Kenji apontou para o fundo da sala do pequeno auditório da Pinta e as luzes se apagaram. Momentos depois, uma série de diapositivos começou a ser apresentada em uma das duas telas que havia atrás dele. “Estas são algumas das fotos de Nicole des Jardins guardadas em nossos arquivos na Pinta. A numeração indica que muitas fotos mais, inclusive clips de filmes históricos, poderão ser encontrados na biblioteca de reserva condicionada em nossos porões de carga, porém tais dados não nos são acessíveis durante a viagem, em função das limitações das instalações de dados para o vôo. Tais dados extras não são necessários, no entanto, pois fica claro, graças ao material aqui apresentado, que a pessoa que apareceu na transmissão de hoje à tarde ou é Nicole des Jardins ou uma cópia absolutamente perfeita dela.”

Um close tirado do vídeo da tarde congelou-se na tela esquerda, justapondo-se a ele uma foto da cabeça de Nicole na noite da festa de Ano-Novo que teve lugar na Villa Adriani, nos arredores de Roma. Não havia dúvida. As duas fotos eram definitivamente da mesma mulher. Um murmúrio de aplauso elevou-se da platéia quando Kenji fez uma pausa em sua apresentação.

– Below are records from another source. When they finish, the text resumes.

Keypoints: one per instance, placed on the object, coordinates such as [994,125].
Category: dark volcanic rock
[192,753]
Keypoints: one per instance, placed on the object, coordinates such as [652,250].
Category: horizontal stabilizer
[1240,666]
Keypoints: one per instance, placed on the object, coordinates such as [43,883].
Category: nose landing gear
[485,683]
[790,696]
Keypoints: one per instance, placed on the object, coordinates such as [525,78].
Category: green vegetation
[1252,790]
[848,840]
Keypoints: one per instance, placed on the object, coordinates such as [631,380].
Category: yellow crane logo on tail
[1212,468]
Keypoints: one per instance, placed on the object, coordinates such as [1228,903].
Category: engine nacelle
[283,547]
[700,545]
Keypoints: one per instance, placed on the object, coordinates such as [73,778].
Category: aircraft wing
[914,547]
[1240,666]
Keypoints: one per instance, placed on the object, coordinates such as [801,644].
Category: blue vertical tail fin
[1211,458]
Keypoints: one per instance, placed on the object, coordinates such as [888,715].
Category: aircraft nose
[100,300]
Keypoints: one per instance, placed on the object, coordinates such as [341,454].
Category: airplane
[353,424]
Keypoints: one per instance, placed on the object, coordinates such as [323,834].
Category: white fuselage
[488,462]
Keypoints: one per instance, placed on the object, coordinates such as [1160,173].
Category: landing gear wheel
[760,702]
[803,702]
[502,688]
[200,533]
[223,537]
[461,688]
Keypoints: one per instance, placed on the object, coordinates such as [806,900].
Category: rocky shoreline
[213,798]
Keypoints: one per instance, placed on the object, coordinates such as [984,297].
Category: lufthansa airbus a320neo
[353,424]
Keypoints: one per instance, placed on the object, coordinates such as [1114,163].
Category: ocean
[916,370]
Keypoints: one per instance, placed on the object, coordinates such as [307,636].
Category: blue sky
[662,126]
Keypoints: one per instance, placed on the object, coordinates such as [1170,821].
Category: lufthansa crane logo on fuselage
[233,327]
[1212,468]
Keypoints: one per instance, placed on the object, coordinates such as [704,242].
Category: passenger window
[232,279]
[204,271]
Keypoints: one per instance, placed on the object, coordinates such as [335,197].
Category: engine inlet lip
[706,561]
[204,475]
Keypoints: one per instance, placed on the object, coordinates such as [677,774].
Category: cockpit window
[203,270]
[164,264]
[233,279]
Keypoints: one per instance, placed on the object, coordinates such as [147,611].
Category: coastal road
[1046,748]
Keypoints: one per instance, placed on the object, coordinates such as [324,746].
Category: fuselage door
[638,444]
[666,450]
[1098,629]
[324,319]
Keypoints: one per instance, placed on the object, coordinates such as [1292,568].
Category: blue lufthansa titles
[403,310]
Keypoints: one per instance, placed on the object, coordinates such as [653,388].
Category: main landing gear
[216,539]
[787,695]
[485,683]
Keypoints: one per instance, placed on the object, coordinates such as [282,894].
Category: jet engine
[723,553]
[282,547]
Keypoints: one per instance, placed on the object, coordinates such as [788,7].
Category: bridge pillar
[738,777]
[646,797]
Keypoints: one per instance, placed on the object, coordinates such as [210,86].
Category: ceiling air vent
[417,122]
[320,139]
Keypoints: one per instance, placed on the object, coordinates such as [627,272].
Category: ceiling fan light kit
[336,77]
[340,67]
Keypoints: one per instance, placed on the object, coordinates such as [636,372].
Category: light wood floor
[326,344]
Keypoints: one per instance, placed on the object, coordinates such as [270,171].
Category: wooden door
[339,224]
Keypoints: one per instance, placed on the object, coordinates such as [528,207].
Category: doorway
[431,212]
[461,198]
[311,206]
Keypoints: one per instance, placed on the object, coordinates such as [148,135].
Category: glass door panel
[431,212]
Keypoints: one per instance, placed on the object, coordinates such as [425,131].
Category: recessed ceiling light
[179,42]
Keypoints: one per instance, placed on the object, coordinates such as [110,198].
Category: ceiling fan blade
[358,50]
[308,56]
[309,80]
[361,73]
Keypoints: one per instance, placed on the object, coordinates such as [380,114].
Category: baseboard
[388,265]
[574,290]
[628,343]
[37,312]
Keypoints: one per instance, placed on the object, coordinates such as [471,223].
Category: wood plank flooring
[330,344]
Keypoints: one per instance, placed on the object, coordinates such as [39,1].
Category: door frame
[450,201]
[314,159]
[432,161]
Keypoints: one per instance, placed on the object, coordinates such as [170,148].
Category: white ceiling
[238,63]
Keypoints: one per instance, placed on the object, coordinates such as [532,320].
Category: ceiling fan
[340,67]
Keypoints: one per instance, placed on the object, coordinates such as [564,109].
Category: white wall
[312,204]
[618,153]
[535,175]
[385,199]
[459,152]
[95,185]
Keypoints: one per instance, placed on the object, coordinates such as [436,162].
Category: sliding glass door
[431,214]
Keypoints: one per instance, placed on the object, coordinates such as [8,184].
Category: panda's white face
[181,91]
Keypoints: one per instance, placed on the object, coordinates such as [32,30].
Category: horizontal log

“Nicole des Jardins nasceu a 6 de janeiro de 2164”, continuou Kenji, em tom controlado. “Portanto, se o vídeo que vimos esta tarde foi efetivamente gravado há quatro anos, ela teria 77 anos na época. Todos nós sabemos que a dra. des Jardins estava em soberba forma física e que se exercitava regularmente, mas se a mulher que vimos hoje à tarde no vídeo tivesse 77 anos, então os ETs que construíram Rama devem ter descoberto, também, o elixir da juventude.”


Muito embora já fosse tarde da noite e Kenji estivesse muito cansado, não conseguia dormir. Os acontecimentos do dia impunham-se à sua mente e o deixavam excitado. Junto dele, na pequena cama de casal, Nai Buatong Watanabe tinha plena consciência de que o marido estava acordado.

“Você tem certeza absoluta de que o que vimos foi a verdadeira Nicole des Jardins, não tem, querido?”, disse Nai depois de Kenji se virar na cama pela enésima vez.

“Tenho. Mas MacMillan não tem. Exigiu que fizesse aquela declaração a respeito da cópia perfeita. Ele acha que tudo no vídeo é falso…”

“Depois de nossa discussão esta tarde”, continuou Nai, após uma pausa, “lembrei-me muito bem do barulho em torno da história de Nicole e o rei Henry há sete anos. Apareceu na maioria das revistas que tratam de personalidades.

Mas esqueci de um detalhe. Como foi que estabeleceram com certeza que Henry era o pai de Geneviève? O rei já não estava morto? E a família real inglesa não mantém suas informações sobre genomas privadas e secretas?”

“Lopez usou os genomas pertencentes a pais e parentes de pessoas que se casaram com membros da família real. Depois, usando uma técnica de correlação de dados inventada por ele mesmo, o dr. Lopez mostrou que Henry, que ainda era príncipe de Gales durante os Jogos Olímpicos de 2184, tinha três vezes mais probabilidades do que qualquer outra pessoa presente em Los Angeles para ser o pai do bebê de Nicole. Depois que Darren Higgins admitiu, em seu leito de morte, que Henry e Nicole passaram uma noite juntos durante as Olimpíadas, a família real permitiu que um especialista em genética tivesse acesso a seu banco de dados de genomas. O especialista concluiu, sem qualquer dúvida, que Henry era o pai de Geneviève.”

“Que mulher espantosa”, disse Nai.

“E era, mesmo”, respondeu Kenji. “Mas o que a levou a fazer esse comentário agora?”

“Como mulher”, disse Nai, “eu admiro o modo pelo qual protegeu seu segredo e criou sozinha sua princesa tanto ou mais do que qualquer de seus outros feitos.”